Former U.S. Senator Gaylord Nelson, a lifelong, liberal Democrat and staunch environmentalist, originally created the event in 1970 to educate Americans about the threat of rapid population growth and other causes of environmental degradation. At teach-ins across America, college students learned about why slowing U.S. population growth was necessary to reduce sprawl, pollution, and unsustainable consumption.
At the time, the U.S. population had just surpassed 200 million. Today, that figure exceeds 330 million. And it'll exceed 400 million by 2060. Such persistent growth impacts biodiversity, wildlife habitat, endangered species, carbon emissions, farmland, soils, forests, air and water pollution, noise levels, and quality of life.
Yet mainstream environmental groups — like the Sierra Club — and corporations have turned a blind eye to the threat. They've helped transform the holiday into a feel-good event, marked by little more than tree-planting, stream cleanups, and grandiose proclamations about climate change. In fact, Senator Nelson ultimately became so dismayed by these groups' negligence that, when a Sierra Club campaigner showed up at his home later in life to solicit a donation, he gave the young man a lecture instead of a check.
A few years before his death in 2005, I had the privilege of visiting Senator Nelson at the Wilderness Society, where he served as a counselor. We commiserated over most environmental groups' unwillingness to support immigration reforms that would humanely slow U.S. future population growth. After all, about 90 percent of the projected population increase between now and 2060 will come as a result of foreign migration. There's simply no hope of limiting rapid growth without lowering immigration.
Many environmental groups don't merely deny that the unfettered immigration of 10 million people each decade causes profound environmental consequences.

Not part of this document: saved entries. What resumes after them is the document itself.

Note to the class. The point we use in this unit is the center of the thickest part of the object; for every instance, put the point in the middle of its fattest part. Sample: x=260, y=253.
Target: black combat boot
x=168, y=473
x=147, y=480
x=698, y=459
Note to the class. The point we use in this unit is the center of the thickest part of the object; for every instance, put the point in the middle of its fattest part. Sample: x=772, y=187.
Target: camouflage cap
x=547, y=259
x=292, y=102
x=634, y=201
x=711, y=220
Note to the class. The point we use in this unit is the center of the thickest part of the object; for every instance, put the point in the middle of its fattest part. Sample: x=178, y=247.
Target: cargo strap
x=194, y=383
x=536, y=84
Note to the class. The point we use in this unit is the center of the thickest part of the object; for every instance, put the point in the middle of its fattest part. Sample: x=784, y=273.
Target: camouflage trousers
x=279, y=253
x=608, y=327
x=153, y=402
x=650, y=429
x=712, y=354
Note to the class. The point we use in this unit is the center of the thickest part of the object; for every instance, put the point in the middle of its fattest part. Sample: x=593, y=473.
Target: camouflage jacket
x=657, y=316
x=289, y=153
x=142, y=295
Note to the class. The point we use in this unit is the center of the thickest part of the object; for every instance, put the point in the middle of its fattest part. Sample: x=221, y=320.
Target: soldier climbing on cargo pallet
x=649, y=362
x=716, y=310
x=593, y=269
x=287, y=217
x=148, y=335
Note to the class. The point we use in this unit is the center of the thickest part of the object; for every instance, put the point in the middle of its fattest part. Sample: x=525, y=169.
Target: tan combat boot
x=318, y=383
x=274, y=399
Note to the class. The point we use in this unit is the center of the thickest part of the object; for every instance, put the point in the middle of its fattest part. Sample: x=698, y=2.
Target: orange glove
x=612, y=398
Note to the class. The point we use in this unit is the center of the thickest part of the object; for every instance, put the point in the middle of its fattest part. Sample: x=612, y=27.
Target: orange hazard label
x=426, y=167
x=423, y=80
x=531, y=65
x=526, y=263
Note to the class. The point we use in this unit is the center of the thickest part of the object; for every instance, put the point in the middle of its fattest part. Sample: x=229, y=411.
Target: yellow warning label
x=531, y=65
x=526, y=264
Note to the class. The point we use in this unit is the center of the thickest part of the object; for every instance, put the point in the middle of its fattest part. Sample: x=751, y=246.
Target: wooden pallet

They actively oppose most border security measures or cuts to legal immigration, without advocating any feasible alternative means to control U.S. population growth.
Instead, they opt to treat the symptoms of unchecked growth. They propose denser urban living to minimize sprawl (now under scrutiny during the pandemic), water efficiency improvements to conserve rivers and aquifers, renewable energy to slash emissions, and recycling to curb pollution.
Of course, all of these are important — but they don't address the underlying problem of overpopulation.
The few mainstream environmental groups that do acknowledge the threat of rapid population growth claim it's a "global problem requiring global solutions." That's also true of climate change, of course — yet no environmentalist would ever suggest that Americans stop trying to reduce emissions just because we can't solve the problem entirely by ourselves.
Senator Nelson warned us that Americans would have to show leadership on this issue — or else watch our wilderness disappear. "We have a problem here at home, and if we wait for the rest of the world to come along and do what's right, we'll join the less-industrialized nations as a nation of degraded, overpopulated lands," he wrote.
"With twice the population, will there be any wilderness left? Any quiet place? Any habitat for songbirds? Waterfalls? Other wild creatures? Not much," he cautioned on a different occasion.
Senator Nelson told me that, in the end, he considered himself a failure because America was moving away from sustainability, rather than towards it. But the founder of Earth Day did not fail. His followers failed him — and the environment they claim to defend.
Leon Kolankiewicz is an environmental planner and Scientific Director of NumbersUSA, a non-profit organization promoting the recommendations of two Clinton-era presidential commissions on immigration and environmental sustainability.